Bellaria, "quella notte del 1978 a fotografare gli ufo in spiaggia"

Archivio

Una vita degna di un film, titolo provvisorio “Incontri ravvicinati del terzo tipo”. Dalla Carrà agli Ufo, passando per Gianni Morandi, la sua firma è dietro agli scatti che hanno fatto la storia di Bellaria Igea Marina. Lui è il fotografo Elia Faccin che nei giorni scorsi ha festeggiato i 90 anni. Appena 18enne approdó dal Veneto in Romagna per fare la stagione da “Foto Pino”. Un’esperienza che rafforzò la sua vocazione e nel 1957 lo convinse ad affittare un negozio nell’Isola dei platani, per poi acquistarne uno nel 1964 nella centrale via Dante, dove ha lavorato fino a 81 anni suonati. L’archivio che racchiude migliaia di scatti degli anni d’oro della Riviera vanta anche oggetti volanti non identificati.
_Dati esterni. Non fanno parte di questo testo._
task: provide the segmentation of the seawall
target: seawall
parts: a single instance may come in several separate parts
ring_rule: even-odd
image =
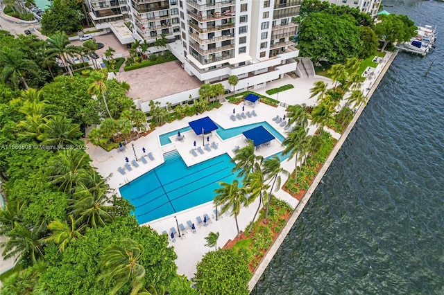
[[[367,93],[367,101],[370,100],[370,98],[371,98],[371,96],[375,92],[375,90],[376,90],[376,88],[377,87],[379,82],[382,80],[382,78],[384,77],[386,72],[390,67],[390,65],[393,62],[393,60],[398,55],[398,51],[395,51],[393,53],[391,56],[388,58],[385,65],[381,70],[381,72],[379,73],[379,74],[377,74],[377,78],[376,78],[375,82],[373,83],[370,89],[370,91],[368,91],[368,93]],[[319,170],[319,172],[314,178],[314,180],[311,183],[311,185],[309,186],[309,188],[305,193],[305,195],[304,195],[304,197],[302,197],[302,199],[298,204],[298,206],[296,206],[296,208],[295,208],[294,211],[293,211],[293,213],[291,213],[291,215],[289,218],[287,222],[287,224],[285,225],[285,226],[284,226],[284,228],[282,228],[280,233],[276,238],[276,240],[274,241],[274,242],[273,243],[273,244],[271,245],[271,247],[270,247],[267,253],[265,254],[265,256],[261,260],[257,267],[256,268],[256,270],[253,273],[251,280],[248,283],[248,289],[250,292],[251,292],[254,289],[255,286],[257,283],[257,281],[260,279],[261,276],[262,276],[262,274],[265,271],[265,269],[266,269],[268,264],[271,261],[271,259],[275,256],[275,254],[278,251],[278,249],[279,249],[279,247],[281,246],[281,244],[284,242],[285,237],[287,237],[290,230],[293,227],[293,224],[298,220],[298,217],[299,217],[300,213],[302,212],[302,210],[304,210],[305,205],[307,204],[307,203],[308,203],[309,200],[310,199],[310,197],[311,197],[311,195],[313,194],[315,189],[318,186],[318,184],[322,180],[322,178],[323,177],[324,175],[327,172],[328,168],[330,166],[330,164],[333,161],[333,159],[334,159],[336,155],[338,154],[338,152],[339,152],[339,150],[342,147],[342,145],[343,144],[343,143],[345,141],[345,139],[347,139],[348,134],[350,134],[352,129],[355,126],[355,124],[356,123],[358,118],[361,116],[361,114],[362,113],[362,111],[364,110],[365,107],[366,106],[364,104],[359,106],[359,107],[356,111],[356,114],[355,114],[355,116],[353,117],[353,119],[350,123],[350,124],[348,125],[348,126],[343,133],[342,136],[339,138],[339,140],[336,143],[334,147],[333,147],[333,150],[332,150],[330,155],[327,158],[325,163],[324,163],[324,164],[322,166],[322,167]]]

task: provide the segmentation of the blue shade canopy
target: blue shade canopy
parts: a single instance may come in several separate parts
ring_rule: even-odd
[[[246,96],[244,99],[246,100],[250,101],[252,102],[256,102],[259,98],[259,96],[250,93],[248,96]]]
[[[189,122],[188,125],[189,125],[196,135],[202,134],[202,128],[203,128],[203,133],[205,134],[219,128],[210,117],[205,117]]]
[[[251,139],[255,143],[255,146],[268,143],[275,138],[272,134],[268,132],[264,126],[258,126],[256,128],[242,132],[242,134],[248,139]]]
La nottata indimenticabile

L’episodio si registrò il 21 dicembre del 1978 non solo nella città di Panzini ma in varie zone del mondo, fino all’Australia. Racconta Faccin: «Era mezzanotte quando venni buttato giù dal letto dai carabinieri che mi chiesero di andare in spiaggia, armato di macchina fotografica dotata di un potente teleobiettivo». Poi l’imponderabile: l’equipaggiamento di Faccin va in tilt come bussole, radar e attrezzature delle navi e dei pescherecci che popolano le acque dell’Adriatico quella notte. L’Olympus OM2 si rifiuta di scattare bloccandosi con l’otturatore aperto. Una stranezza che nessuno ha mai saputo spiegare. «Le due pile si erano scaricate anche se le avevo appena cambiate», ricorda il fotografo. Superata la sorpresa, mentre sull’arenile si assiepano 200 persone infreddolite, torna a casa, cambia le batterie e prende una vecchia Leica. Con una tecnica da fotografo del secolo scorso riesce a scattare foto in sequenza alle luci che aleggiano sull’acqua per circa 4 ore. Rientrato a casa, la macchina riprende a funzionare. Le immagini faranno il giro del pianeta, pagate in dollari anche da un centro ufologico statunitense.

Generazioni di clienti

La figlia Cristina pesca dal molo dei ricordi: «Mio padre ha immortalato generazioni di bambini in vacanza con i genitori. Si recava in spiaggia con i peluche o la famosa conchiglia di rame dove venivano fatti accomodare i più piccini. All’epoca del film di Steven Spielberg “E.T.” si procurò anche il pupazzo gigante raffigurante l’extraterrestre». Passava le nottate a sviluppare i rullini. Successo di lunga durata anche come fotografo di matrimoni. «Al momento del banchetto – ricorda – tirava fuori le foto scattate quando a dire “sì” erano stati i genitori e i neosuoceri dei festeggiati moltiplicando le emozioni di tutti».